---
title: "“Test for Excess Significance” Challenge"
author: "Richard D. Morey"
date: "29 March 2015"
output: html_document
---
First we load needed libraries.
```{r}
library(knitr) ## for kable, nice HTML tables
```
### Settings
The following R code sets up the simulation, as agreed.
```{r}
M = 1000000 # Number of simulations
## Settings as specified by Greg Francis
random.seed = 19374013 # Random seed
power = .5
set.seed(random.seed)
```
### Utility stuff
The following R functions are utility functions that will perform different tasks in the simulation. They are broken up into separate functions for clarity.
```{r}
## This function counts the number of sig., non-sig, and total studies in any set.
## studies is a vector of TRUEs and FALSEs (indicating significance or not)
count.studies = function(studies)
c(significant = as.integer(sum(studies)),
nonsignificant = as.integer(sum(!studies)),
total = length(studies))
## Perform an experiment with given power
## return TRUE if significant, FALSE otherwise
do.experiment = function(power)
as.logical(rbinom(1,1,power))
## Set up a matrix in which to store the results
whole.literature = matrix(as.integer(-1), M, 3)
colnames(whole.literature) = c("Significant","Nonsignificant","Total")
```
## Relevant functions for the simulation
This function is the critical function in the simulation. It represents the experimenter's decision to publish. For our first run, the decision is based on the total number of nonsignificant studies (in this case, a single nonsigificant study spurs a decision to publish). We will change this later to show how the results change.
```{r}
## This function returns TRUE when "researchers"
## decide to publish all studies, and FALSE otherwise
decide.to.publish = function(studies){
any(!studies)
}
```
### Do the simulation
This code actually performs the simulation.
```{r}
## This is very inefficient, but it is written for clarity.
for( m in 1:M ){
studies = logical(0) # We haven't done any studies yet
while(!decide.to.publish(studies)){ # As long as we haven't decided to publish...
new.study = do.experiment(power) ## Perform new experiment
studies = c(studies, new.study) ## Add new experiment to already-done studies
}
## We will only get here when we decide to publish
## Publish all studies in row m
whole.literature[m, ] = count.studies(studies)
}
```
## Simulation results
We can now examine the simulation results. First, we look at all studies. How many were significant, and how many were not?
```{r}
## How many studies are significant vs nonsignificant?
colSums(whole.literature)
## Proportions
colSums(whole.literature) / sum(whole.literature[,"Total"])
```
Notice that these are very close to what we'd expect by the power of the experiments. No studies are missing, so about half of the studies --- maginalized over the length of the set --- show significant results. Also note that an effect size estimate based on these experiments will be unbiased (so long as the statistic is itself unbiased), since all studies are published.

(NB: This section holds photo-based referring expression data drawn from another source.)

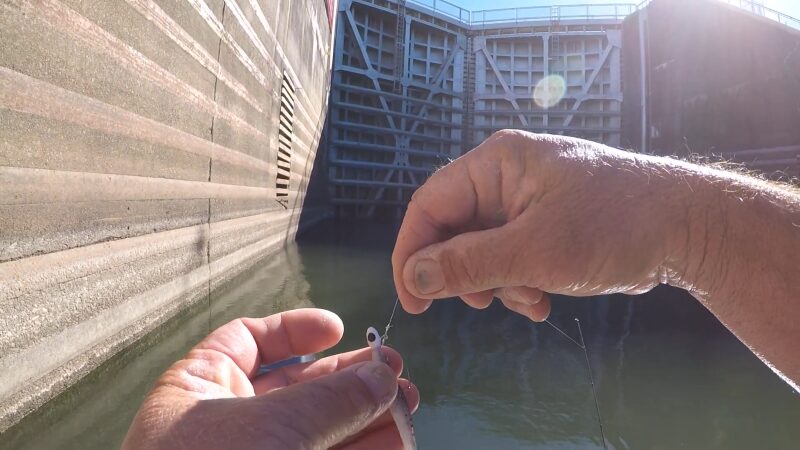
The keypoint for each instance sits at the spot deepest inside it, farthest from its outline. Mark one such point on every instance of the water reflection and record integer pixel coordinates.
(668, 374)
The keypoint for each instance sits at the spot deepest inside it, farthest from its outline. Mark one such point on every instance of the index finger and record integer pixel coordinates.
(250, 343)
(445, 204)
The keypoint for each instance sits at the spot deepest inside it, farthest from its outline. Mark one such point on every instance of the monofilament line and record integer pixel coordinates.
(582, 346)
(391, 318)
(591, 379)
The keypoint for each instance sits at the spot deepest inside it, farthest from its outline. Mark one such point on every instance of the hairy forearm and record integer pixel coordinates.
(742, 259)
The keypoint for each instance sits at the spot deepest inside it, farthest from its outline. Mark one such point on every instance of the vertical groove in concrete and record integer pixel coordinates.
(119, 205)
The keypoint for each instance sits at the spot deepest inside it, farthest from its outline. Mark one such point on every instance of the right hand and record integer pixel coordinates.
(524, 214)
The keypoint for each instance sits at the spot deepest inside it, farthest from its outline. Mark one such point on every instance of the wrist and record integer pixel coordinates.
(697, 229)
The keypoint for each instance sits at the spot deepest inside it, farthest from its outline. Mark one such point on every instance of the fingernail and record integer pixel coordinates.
(380, 379)
(428, 276)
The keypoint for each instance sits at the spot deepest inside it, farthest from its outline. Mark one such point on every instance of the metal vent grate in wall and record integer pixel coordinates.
(285, 133)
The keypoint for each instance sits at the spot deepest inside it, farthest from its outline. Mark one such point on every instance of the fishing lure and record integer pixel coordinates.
(399, 408)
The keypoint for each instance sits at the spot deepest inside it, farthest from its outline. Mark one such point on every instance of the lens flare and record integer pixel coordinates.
(549, 91)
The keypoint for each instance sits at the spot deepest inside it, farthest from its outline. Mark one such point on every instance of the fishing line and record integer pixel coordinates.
(582, 346)
(391, 318)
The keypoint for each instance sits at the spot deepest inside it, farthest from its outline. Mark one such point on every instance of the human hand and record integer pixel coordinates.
(524, 214)
(212, 399)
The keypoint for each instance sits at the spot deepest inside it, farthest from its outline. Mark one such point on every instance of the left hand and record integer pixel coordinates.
(212, 398)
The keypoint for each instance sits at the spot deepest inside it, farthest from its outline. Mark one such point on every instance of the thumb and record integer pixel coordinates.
(323, 412)
(468, 263)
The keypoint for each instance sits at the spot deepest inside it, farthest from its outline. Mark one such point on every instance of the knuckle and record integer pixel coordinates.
(460, 272)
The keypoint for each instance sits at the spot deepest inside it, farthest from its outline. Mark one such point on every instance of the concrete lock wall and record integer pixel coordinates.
(149, 150)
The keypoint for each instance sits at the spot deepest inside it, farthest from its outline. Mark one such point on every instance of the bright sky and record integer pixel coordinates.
(790, 7)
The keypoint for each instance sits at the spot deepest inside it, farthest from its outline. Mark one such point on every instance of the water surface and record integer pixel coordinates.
(668, 375)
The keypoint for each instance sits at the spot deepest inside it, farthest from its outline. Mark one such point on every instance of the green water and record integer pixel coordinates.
(668, 375)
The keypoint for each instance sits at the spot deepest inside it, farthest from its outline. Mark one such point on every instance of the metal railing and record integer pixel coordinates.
(615, 11)
(610, 11)
(763, 11)
(445, 8)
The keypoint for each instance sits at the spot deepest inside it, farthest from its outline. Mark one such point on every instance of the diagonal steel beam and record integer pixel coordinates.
(588, 85)
(435, 84)
(509, 94)
(362, 47)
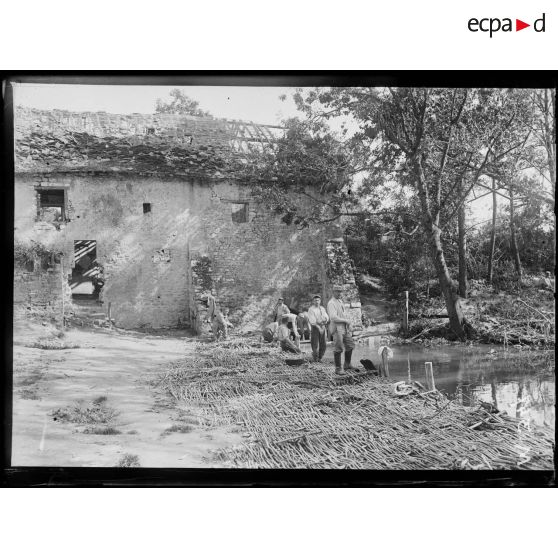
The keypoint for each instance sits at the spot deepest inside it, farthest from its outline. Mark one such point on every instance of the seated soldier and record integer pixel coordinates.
(283, 337)
(269, 332)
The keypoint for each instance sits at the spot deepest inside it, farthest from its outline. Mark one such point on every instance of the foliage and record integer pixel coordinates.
(304, 176)
(28, 252)
(179, 103)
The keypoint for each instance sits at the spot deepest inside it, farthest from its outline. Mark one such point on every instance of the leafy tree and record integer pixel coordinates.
(179, 103)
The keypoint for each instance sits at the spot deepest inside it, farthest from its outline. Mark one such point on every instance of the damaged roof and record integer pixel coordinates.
(162, 144)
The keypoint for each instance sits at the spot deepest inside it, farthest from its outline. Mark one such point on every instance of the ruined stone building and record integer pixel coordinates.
(143, 214)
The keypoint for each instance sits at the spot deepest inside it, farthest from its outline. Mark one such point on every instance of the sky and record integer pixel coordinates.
(256, 104)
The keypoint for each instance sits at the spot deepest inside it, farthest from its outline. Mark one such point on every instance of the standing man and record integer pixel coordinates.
(216, 319)
(340, 328)
(317, 318)
(280, 309)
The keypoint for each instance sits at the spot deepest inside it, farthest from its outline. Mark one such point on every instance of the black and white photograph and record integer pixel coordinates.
(236, 276)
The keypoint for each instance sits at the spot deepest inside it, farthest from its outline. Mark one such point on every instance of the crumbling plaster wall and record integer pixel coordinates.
(250, 263)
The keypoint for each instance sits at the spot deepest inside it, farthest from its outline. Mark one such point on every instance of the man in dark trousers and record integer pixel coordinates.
(341, 330)
(318, 319)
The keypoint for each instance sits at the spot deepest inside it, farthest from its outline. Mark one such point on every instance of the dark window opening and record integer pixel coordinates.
(51, 206)
(239, 212)
(87, 275)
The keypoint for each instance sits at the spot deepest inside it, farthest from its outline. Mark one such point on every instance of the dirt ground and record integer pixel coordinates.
(119, 368)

However, when we look at a specific $n$ (that is, total number of studies in a set, as considered by I&T's TES), we see a very different story.
```{r}
## What is the expected number of nonsignificant studies for each n?
n.table = tapply(whole.literature[,"Nonsignificant"], whole.literature[,"Total"], mean)
sd.table = tapply(whole.literature[,"Nonsignificant"], whole.literature[,"Total"], sd)
n.table = data.frame("Total studies" = rownames(n.table),
"Mean nonsig. studies" = n.table,
"Expected by TES" = as.numeric(rownames(n.table)) * power,
"SD nonsig. studies" = sd.table,
"Count" = as.vector(table(whole.literature[,"Total"])))
rownames(n.table) = NULL
```
The table should be self-explanatory.
```{r}
kable(n.table)
```
For every set, the expected number of nonsignificant studies is precisely 1 under this decision rule. Under this particular decision rule, in order to know whether there is publication bias, *one must examine the distribution of $n$ itself*, which the TES does not do.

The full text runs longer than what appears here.